The Stella, Budweiser and Corona owner has partnered with green energy business Protium in a move it claimed would “revolutionise” the facility in Magor’s capabilities and “provide zero carbon power and fuel for all its operations”.
The project, expected to complete in 2024, will be the first large-scale hydrogen generation system at a brewery, and will fuel its production as well as “key logistics assets” such as HGVs and forklift trucks.
Budweiser claimed the move would produce more than 20 megawatts of renewable energy and eliminate 15,500 tonnes of CO2 per year.
It said it would “demonstrate Budweiser Brewing Group paving the way to a more sustainable future for the broader industry”.
The brewer already powers its brewing operations at Magor with renewable electricity from solar farms and a wind turbine on-site.
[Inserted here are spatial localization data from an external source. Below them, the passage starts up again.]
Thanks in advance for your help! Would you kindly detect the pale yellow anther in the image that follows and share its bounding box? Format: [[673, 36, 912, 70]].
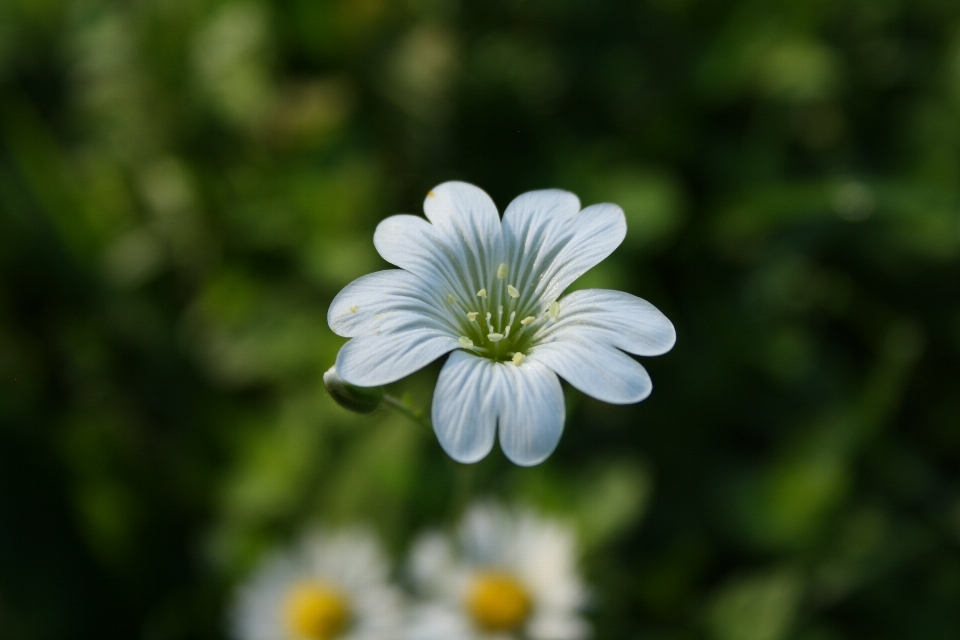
[[459, 336, 474, 348], [512, 352, 525, 366], [349, 305, 359, 313], [467, 312, 478, 322], [477, 289, 488, 298], [487, 333, 504, 342], [504, 326, 511, 338], [548, 300, 560, 319], [507, 285, 520, 298], [520, 316, 536, 325], [447, 293, 456, 304], [497, 263, 508, 279]]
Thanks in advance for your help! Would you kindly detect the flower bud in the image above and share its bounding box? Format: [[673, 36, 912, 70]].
[[323, 366, 384, 414]]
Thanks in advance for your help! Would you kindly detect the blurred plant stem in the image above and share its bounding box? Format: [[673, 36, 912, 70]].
[[383, 393, 432, 431]]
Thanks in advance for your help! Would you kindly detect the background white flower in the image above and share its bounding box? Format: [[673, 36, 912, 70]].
[[230, 529, 405, 640], [328, 182, 676, 466], [405, 502, 590, 640]]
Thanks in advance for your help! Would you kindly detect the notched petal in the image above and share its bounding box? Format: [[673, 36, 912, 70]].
[[431, 351, 500, 463], [336, 329, 459, 387], [497, 361, 565, 466], [530, 339, 652, 405], [540, 289, 676, 356]]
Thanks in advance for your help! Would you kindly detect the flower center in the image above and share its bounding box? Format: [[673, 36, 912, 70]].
[[284, 582, 352, 640], [449, 263, 559, 363], [465, 571, 533, 633]]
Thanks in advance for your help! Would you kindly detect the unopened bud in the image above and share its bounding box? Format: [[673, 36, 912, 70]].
[[323, 366, 384, 414]]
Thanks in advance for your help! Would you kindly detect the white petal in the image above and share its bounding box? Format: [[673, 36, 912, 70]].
[[502, 189, 581, 301], [459, 502, 512, 564], [407, 532, 458, 596], [503, 189, 581, 232], [423, 181, 501, 246], [373, 215, 477, 303], [328, 269, 455, 338], [431, 351, 501, 463], [336, 329, 458, 387], [497, 360, 565, 466], [527, 613, 591, 640], [530, 339, 652, 404], [405, 604, 474, 640], [423, 182, 504, 294], [513, 520, 586, 609], [538, 203, 626, 301], [536, 289, 676, 356]]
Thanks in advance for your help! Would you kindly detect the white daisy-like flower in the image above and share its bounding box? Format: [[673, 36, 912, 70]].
[[230, 529, 405, 640], [405, 502, 590, 640], [328, 182, 676, 466]]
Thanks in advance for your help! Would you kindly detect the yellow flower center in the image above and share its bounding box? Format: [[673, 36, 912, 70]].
[[466, 571, 533, 633], [284, 582, 351, 640]]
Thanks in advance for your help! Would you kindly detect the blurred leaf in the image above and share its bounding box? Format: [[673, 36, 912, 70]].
[[574, 461, 653, 551], [706, 568, 804, 640]]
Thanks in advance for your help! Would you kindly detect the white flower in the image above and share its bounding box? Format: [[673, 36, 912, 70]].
[[405, 502, 590, 640], [230, 529, 405, 640], [328, 182, 675, 466]]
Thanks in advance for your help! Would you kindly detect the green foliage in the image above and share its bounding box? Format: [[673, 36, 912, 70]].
[[2, 0, 960, 638]]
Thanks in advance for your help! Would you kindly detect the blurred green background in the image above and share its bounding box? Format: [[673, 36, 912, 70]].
[[2, 0, 960, 638]]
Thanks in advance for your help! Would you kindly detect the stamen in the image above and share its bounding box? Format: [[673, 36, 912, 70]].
[[498, 305, 504, 329], [486, 312, 492, 326], [508, 311, 516, 326], [497, 263, 508, 279], [447, 293, 456, 305], [504, 325, 511, 338], [349, 305, 358, 313], [548, 300, 560, 319], [507, 285, 520, 298], [467, 311, 478, 322], [512, 352, 525, 365], [520, 316, 536, 325], [488, 333, 504, 342], [459, 336, 474, 348], [477, 289, 487, 298]]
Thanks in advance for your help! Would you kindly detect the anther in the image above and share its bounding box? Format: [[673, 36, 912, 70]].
[[486, 312, 492, 325], [504, 325, 511, 338], [512, 352, 525, 365], [467, 312, 478, 322], [508, 311, 516, 325], [349, 305, 358, 313], [507, 285, 520, 298], [488, 333, 504, 342], [447, 293, 455, 305], [459, 336, 474, 348], [548, 300, 560, 319], [477, 289, 487, 298], [520, 316, 536, 325], [497, 263, 508, 279]]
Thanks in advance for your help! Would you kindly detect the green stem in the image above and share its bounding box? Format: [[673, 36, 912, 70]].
[[382, 393, 432, 431]]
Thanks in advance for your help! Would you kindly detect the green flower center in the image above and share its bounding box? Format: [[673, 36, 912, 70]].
[[448, 263, 558, 363]]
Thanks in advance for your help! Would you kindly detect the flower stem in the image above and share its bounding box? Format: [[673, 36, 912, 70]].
[[382, 393, 432, 431]]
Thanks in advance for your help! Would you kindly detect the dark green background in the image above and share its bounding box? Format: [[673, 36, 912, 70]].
[[2, 0, 959, 638]]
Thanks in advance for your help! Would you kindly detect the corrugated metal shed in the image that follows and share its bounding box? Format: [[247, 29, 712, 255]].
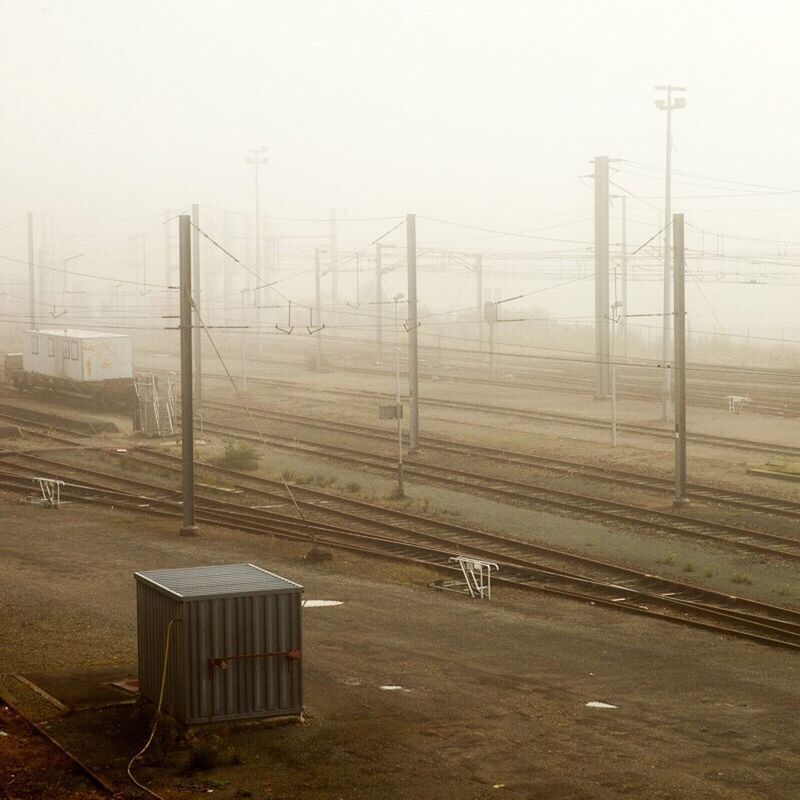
[[135, 564, 303, 725]]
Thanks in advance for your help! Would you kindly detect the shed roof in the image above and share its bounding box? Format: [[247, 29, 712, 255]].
[[134, 563, 303, 600]]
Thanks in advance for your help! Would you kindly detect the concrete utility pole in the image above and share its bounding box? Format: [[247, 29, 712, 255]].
[[246, 147, 269, 299], [27, 212, 35, 330], [240, 288, 248, 392], [475, 254, 484, 352], [179, 214, 198, 537], [191, 204, 202, 408], [655, 84, 687, 420], [610, 300, 622, 447], [672, 213, 688, 506], [164, 210, 172, 286], [375, 243, 383, 364], [222, 212, 233, 325], [393, 292, 405, 497], [484, 300, 497, 379], [619, 195, 628, 356], [138, 234, 146, 315], [406, 213, 420, 453], [594, 156, 611, 397], [38, 210, 47, 309], [314, 248, 323, 371], [329, 208, 339, 311]]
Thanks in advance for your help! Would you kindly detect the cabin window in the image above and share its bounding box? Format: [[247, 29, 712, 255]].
[[47, 337, 55, 357], [31, 335, 39, 355], [70, 341, 79, 360]]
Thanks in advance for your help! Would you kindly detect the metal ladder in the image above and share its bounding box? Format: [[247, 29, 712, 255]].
[[135, 373, 176, 437]]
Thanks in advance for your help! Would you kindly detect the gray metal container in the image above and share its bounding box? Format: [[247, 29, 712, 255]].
[[135, 563, 303, 725]]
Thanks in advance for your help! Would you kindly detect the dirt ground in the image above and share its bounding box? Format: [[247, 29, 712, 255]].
[[1, 494, 800, 800], [3, 342, 800, 798], [0, 703, 105, 799]]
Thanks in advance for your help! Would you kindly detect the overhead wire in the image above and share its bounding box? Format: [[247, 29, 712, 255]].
[[200, 205, 404, 223], [0, 214, 28, 235], [620, 160, 800, 194], [0, 252, 176, 290], [191, 298, 309, 523], [418, 215, 593, 246]]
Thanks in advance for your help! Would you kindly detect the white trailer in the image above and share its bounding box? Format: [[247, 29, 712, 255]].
[[8, 329, 134, 405]]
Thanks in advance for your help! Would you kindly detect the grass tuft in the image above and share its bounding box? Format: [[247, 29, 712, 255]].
[[213, 441, 260, 471]]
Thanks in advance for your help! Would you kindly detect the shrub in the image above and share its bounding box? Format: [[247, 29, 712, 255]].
[[214, 441, 260, 471]]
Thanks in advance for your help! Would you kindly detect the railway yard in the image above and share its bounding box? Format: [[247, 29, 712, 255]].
[[7, 3, 800, 797], [2, 337, 800, 799]]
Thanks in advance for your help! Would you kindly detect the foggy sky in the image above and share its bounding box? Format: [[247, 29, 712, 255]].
[[2, 0, 799, 233]]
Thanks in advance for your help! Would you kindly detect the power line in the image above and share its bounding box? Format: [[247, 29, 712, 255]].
[[0, 214, 27, 235], [418, 215, 593, 246], [200, 205, 404, 224], [190, 298, 308, 522], [0, 252, 176, 290], [620, 160, 800, 194]]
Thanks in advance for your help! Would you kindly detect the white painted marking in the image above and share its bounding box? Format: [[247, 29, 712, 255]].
[[380, 685, 410, 692], [586, 701, 617, 709], [302, 599, 343, 608]]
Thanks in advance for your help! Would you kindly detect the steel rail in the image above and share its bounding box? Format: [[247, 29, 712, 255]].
[[202, 399, 800, 521], [3, 449, 800, 651], [2, 467, 800, 651], [197, 372, 800, 458], [195, 418, 800, 564]]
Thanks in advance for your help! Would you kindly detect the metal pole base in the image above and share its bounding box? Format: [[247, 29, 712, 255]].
[[180, 525, 200, 537], [672, 498, 690, 508]]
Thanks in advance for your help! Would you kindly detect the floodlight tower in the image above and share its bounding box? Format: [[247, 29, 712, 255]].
[[654, 85, 686, 420], [246, 146, 269, 304]]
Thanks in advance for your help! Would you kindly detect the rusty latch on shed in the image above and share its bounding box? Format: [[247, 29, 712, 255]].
[[207, 649, 302, 680]]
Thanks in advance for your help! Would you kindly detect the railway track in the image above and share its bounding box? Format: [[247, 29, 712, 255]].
[[4, 386, 800, 567], [203, 399, 800, 522], [199, 372, 800, 458], [195, 417, 800, 564], [0, 407, 99, 441], [182, 341, 800, 417], [324, 360, 800, 418], [2, 454, 800, 653], [3, 409, 800, 652]]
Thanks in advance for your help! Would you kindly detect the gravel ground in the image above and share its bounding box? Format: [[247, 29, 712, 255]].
[[3, 342, 800, 797], [2, 495, 800, 799]]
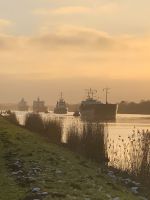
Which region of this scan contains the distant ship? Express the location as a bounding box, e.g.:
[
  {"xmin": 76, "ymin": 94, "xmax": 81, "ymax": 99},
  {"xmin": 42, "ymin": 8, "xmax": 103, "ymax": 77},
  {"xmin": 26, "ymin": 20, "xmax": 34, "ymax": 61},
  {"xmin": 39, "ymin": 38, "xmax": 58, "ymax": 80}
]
[
  {"xmin": 54, "ymin": 93, "xmax": 68, "ymax": 114},
  {"xmin": 79, "ymin": 88, "xmax": 118, "ymax": 121},
  {"xmin": 33, "ymin": 97, "xmax": 48, "ymax": 113},
  {"xmin": 18, "ymin": 98, "xmax": 28, "ymax": 111}
]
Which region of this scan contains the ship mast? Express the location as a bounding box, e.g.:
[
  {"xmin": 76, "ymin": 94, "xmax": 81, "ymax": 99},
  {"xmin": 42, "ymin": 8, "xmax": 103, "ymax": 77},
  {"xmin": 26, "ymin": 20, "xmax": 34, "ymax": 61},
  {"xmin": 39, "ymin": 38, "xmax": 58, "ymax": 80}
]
[
  {"xmin": 85, "ymin": 88, "xmax": 97, "ymax": 99},
  {"xmin": 103, "ymin": 88, "xmax": 110, "ymax": 104},
  {"xmin": 60, "ymin": 92, "xmax": 63, "ymax": 99}
]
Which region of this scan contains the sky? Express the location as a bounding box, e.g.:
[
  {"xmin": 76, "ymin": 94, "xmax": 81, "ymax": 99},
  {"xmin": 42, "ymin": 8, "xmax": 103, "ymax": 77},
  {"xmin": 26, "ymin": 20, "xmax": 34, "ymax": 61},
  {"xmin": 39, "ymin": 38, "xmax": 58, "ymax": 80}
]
[{"xmin": 0, "ymin": 0, "xmax": 150, "ymax": 104}]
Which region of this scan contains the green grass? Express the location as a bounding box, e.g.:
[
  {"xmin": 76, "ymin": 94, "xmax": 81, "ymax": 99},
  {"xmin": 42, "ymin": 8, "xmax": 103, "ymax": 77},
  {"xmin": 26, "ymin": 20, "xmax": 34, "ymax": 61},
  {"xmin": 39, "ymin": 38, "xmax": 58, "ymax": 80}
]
[{"xmin": 0, "ymin": 116, "xmax": 142, "ymax": 200}]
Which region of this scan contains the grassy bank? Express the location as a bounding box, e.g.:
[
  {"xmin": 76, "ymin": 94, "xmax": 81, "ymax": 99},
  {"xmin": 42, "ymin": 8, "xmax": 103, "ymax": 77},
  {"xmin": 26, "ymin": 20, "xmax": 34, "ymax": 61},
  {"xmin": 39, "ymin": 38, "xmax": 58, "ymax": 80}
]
[{"xmin": 0, "ymin": 116, "xmax": 143, "ymax": 200}]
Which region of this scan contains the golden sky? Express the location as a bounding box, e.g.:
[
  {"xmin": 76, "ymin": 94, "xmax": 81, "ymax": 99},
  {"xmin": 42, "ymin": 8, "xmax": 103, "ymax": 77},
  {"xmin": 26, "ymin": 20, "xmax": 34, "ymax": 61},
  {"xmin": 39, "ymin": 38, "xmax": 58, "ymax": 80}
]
[{"xmin": 0, "ymin": 0, "xmax": 150, "ymax": 103}]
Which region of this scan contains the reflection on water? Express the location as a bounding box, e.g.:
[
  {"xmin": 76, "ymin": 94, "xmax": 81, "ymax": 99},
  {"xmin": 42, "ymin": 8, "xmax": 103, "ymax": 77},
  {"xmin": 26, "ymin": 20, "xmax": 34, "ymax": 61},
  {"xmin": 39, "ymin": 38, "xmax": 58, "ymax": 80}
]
[{"xmin": 15, "ymin": 111, "xmax": 150, "ymax": 141}]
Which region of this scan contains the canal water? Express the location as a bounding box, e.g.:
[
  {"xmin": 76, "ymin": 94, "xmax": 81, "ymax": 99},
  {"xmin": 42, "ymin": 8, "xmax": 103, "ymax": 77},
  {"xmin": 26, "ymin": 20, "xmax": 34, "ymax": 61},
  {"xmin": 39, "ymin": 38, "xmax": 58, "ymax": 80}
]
[
  {"xmin": 15, "ymin": 111, "xmax": 150, "ymax": 141},
  {"xmin": 15, "ymin": 111, "xmax": 150, "ymax": 170}
]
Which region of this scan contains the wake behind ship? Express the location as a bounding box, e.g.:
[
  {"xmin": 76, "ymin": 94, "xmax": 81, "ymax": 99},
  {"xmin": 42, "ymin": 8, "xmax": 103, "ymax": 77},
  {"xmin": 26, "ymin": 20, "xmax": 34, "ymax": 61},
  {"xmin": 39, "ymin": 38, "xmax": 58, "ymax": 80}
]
[{"xmin": 79, "ymin": 89, "xmax": 118, "ymax": 121}]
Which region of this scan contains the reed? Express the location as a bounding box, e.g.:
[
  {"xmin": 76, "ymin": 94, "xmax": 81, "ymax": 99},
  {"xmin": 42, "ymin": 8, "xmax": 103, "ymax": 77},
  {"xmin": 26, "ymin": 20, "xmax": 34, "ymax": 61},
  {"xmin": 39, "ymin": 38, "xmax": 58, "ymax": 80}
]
[
  {"xmin": 24, "ymin": 113, "xmax": 62, "ymax": 144},
  {"xmin": 66, "ymin": 125, "xmax": 81, "ymax": 152},
  {"xmin": 108, "ymin": 130, "xmax": 150, "ymax": 185},
  {"xmin": 81, "ymin": 123, "xmax": 108, "ymax": 163},
  {"xmin": 24, "ymin": 113, "xmax": 44, "ymax": 133},
  {"xmin": 44, "ymin": 119, "xmax": 62, "ymax": 144},
  {"xmin": 66, "ymin": 123, "xmax": 108, "ymax": 164},
  {"xmin": 5, "ymin": 112, "xmax": 19, "ymax": 125}
]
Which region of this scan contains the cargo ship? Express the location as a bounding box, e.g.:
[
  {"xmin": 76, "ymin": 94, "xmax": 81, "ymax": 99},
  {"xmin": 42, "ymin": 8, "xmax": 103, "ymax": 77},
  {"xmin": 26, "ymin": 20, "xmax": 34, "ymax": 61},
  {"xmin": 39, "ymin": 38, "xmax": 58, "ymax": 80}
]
[
  {"xmin": 54, "ymin": 93, "xmax": 68, "ymax": 114},
  {"xmin": 79, "ymin": 88, "xmax": 118, "ymax": 121},
  {"xmin": 18, "ymin": 98, "xmax": 28, "ymax": 111},
  {"xmin": 33, "ymin": 97, "xmax": 48, "ymax": 113}
]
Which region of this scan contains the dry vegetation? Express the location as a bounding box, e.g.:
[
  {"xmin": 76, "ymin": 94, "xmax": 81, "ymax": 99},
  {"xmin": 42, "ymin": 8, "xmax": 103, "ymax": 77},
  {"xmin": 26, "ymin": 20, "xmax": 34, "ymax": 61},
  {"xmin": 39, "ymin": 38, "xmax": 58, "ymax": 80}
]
[{"xmin": 108, "ymin": 130, "xmax": 150, "ymax": 186}]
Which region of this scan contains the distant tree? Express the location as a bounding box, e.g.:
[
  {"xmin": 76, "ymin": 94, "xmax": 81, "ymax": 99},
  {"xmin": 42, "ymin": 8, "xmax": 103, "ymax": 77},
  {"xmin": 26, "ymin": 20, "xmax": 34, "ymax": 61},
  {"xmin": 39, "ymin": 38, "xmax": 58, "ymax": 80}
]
[{"xmin": 118, "ymin": 100, "xmax": 150, "ymax": 114}]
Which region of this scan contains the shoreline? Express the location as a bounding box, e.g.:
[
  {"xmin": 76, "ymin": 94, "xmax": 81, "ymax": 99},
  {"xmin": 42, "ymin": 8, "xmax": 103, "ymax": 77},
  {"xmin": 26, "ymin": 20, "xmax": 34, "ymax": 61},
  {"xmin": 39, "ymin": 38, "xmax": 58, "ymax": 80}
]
[{"xmin": 0, "ymin": 116, "xmax": 148, "ymax": 200}]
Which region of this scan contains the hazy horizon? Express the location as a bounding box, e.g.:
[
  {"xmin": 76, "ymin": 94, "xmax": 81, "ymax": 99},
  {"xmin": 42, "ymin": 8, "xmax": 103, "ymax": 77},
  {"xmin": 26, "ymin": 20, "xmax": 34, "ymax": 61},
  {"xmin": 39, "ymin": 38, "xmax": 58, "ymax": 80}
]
[
  {"xmin": 0, "ymin": 0, "xmax": 150, "ymax": 103},
  {"xmin": 0, "ymin": 76, "xmax": 150, "ymax": 105}
]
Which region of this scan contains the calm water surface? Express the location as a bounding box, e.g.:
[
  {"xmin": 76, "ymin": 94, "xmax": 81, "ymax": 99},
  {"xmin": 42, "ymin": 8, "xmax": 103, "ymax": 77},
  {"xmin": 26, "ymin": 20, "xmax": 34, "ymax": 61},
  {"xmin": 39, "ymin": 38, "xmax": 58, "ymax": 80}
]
[
  {"xmin": 15, "ymin": 111, "xmax": 150, "ymax": 169},
  {"xmin": 15, "ymin": 111, "xmax": 150, "ymax": 141}
]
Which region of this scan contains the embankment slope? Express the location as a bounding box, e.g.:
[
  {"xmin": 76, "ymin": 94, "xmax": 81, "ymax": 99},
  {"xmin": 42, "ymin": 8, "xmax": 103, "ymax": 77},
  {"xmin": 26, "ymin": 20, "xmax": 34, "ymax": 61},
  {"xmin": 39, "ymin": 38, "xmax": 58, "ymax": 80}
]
[{"xmin": 0, "ymin": 116, "xmax": 141, "ymax": 200}]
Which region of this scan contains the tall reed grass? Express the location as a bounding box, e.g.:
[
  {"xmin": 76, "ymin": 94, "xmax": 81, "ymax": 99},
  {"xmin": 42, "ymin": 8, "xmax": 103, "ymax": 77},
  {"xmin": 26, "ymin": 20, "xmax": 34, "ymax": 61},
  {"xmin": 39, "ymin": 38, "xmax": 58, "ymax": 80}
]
[
  {"xmin": 44, "ymin": 119, "xmax": 62, "ymax": 144},
  {"xmin": 5, "ymin": 112, "xmax": 19, "ymax": 125},
  {"xmin": 24, "ymin": 113, "xmax": 62, "ymax": 144},
  {"xmin": 66, "ymin": 125, "xmax": 81, "ymax": 152},
  {"xmin": 25, "ymin": 113, "xmax": 44, "ymax": 133},
  {"xmin": 66, "ymin": 123, "xmax": 108, "ymax": 164},
  {"xmin": 108, "ymin": 130, "xmax": 150, "ymax": 185}
]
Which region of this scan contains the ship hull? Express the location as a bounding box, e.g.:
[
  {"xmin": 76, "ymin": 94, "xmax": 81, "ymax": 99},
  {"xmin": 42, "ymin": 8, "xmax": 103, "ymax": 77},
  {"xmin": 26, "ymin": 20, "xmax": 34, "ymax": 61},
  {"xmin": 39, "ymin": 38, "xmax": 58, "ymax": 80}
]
[
  {"xmin": 33, "ymin": 108, "xmax": 48, "ymax": 113},
  {"xmin": 54, "ymin": 108, "xmax": 67, "ymax": 114},
  {"xmin": 18, "ymin": 107, "xmax": 28, "ymax": 111},
  {"xmin": 80, "ymin": 104, "xmax": 118, "ymax": 121}
]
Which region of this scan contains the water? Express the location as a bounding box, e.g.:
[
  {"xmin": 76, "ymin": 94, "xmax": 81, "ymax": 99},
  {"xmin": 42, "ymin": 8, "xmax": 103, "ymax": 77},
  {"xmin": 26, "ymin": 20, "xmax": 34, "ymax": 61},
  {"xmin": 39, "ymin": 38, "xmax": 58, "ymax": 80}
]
[
  {"xmin": 15, "ymin": 111, "xmax": 150, "ymax": 170},
  {"xmin": 15, "ymin": 111, "xmax": 150, "ymax": 140}
]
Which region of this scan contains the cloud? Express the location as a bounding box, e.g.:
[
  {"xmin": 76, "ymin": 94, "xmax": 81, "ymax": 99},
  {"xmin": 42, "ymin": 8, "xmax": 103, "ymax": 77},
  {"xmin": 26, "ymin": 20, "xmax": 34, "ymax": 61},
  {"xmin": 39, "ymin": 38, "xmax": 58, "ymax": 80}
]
[
  {"xmin": 29, "ymin": 25, "xmax": 149, "ymax": 52},
  {"xmin": 28, "ymin": 25, "xmax": 114, "ymax": 51},
  {"xmin": 0, "ymin": 25, "xmax": 149, "ymax": 53},
  {"xmin": 33, "ymin": 2, "xmax": 120, "ymax": 16},
  {"xmin": 96, "ymin": 2, "xmax": 120, "ymax": 14},
  {"xmin": 0, "ymin": 34, "xmax": 20, "ymax": 50},
  {"xmin": 0, "ymin": 19, "xmax": 12, "ymax": 27},
  {"xmin": 34, "ymin": 6, "xmax": 91, "ymax": 15},
  {"xmin": 0, "ymin": 25, "xmax": 150, "ymax": 82},
  {"xmin": 0, "ymin": 19, "xmax": 13, "ymax": 32}
]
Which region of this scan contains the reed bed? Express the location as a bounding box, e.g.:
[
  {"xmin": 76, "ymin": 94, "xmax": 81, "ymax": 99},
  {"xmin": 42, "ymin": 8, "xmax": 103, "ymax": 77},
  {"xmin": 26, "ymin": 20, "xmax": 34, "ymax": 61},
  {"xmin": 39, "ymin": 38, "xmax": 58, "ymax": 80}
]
[
  {"xmin": 24, "ymin": 113, "xmax": 62, "ymax": 144},
  {"xmin": 4, "ymin": 112, "xmax": 19, "ymax": 125},
  {"xmin": 44, "ymin": 119, "xmax": 62, "ymax": 144},
  {"xmin": 25, "ymin": 113, "xmax": 44, "ymax": 133},
  {"xmin": 66, "ymin": 123, "xmax": 108, "ymax": 164},
  {"xmin": 7, "ymin": 112, "xmax": 150, "ymax": 186},
  {"xmin": 108, "ymin": 130, "xmax": 150, "ymax": 185}
]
However the “intermittent nature of renewable electricity, in harmony with hydrogen” would create “a complementary, natural and emissions-free energy solution for its production and supply chains” it said.
Hydrogen was “an exciting opportunity as it’s the lightest and the most abundant element in the universe”, it said.
The brewer’s head of sustainability and procurement, Mauricio Coindreau, said: “Innovative energy solutions like hydrogen have huge potential as a key part of our sustainability strategy, helping us significantly reduce our UK carbon footprint.
“As a company we are committed to continuously exploring technology that can help us meet our ambitious 2025 sustainability goals, so the key focus of this project is to ensure the efficient operation, application, and sustainability advantages of green hydrogen.”
Budweiser wants all of the energy used across its global operations to come from renewable sources by 2025.
It comes as The Grocer revealed last week that the brewer planned to launch an unfiltered version of its bestselling Stella Artois brand in 2022.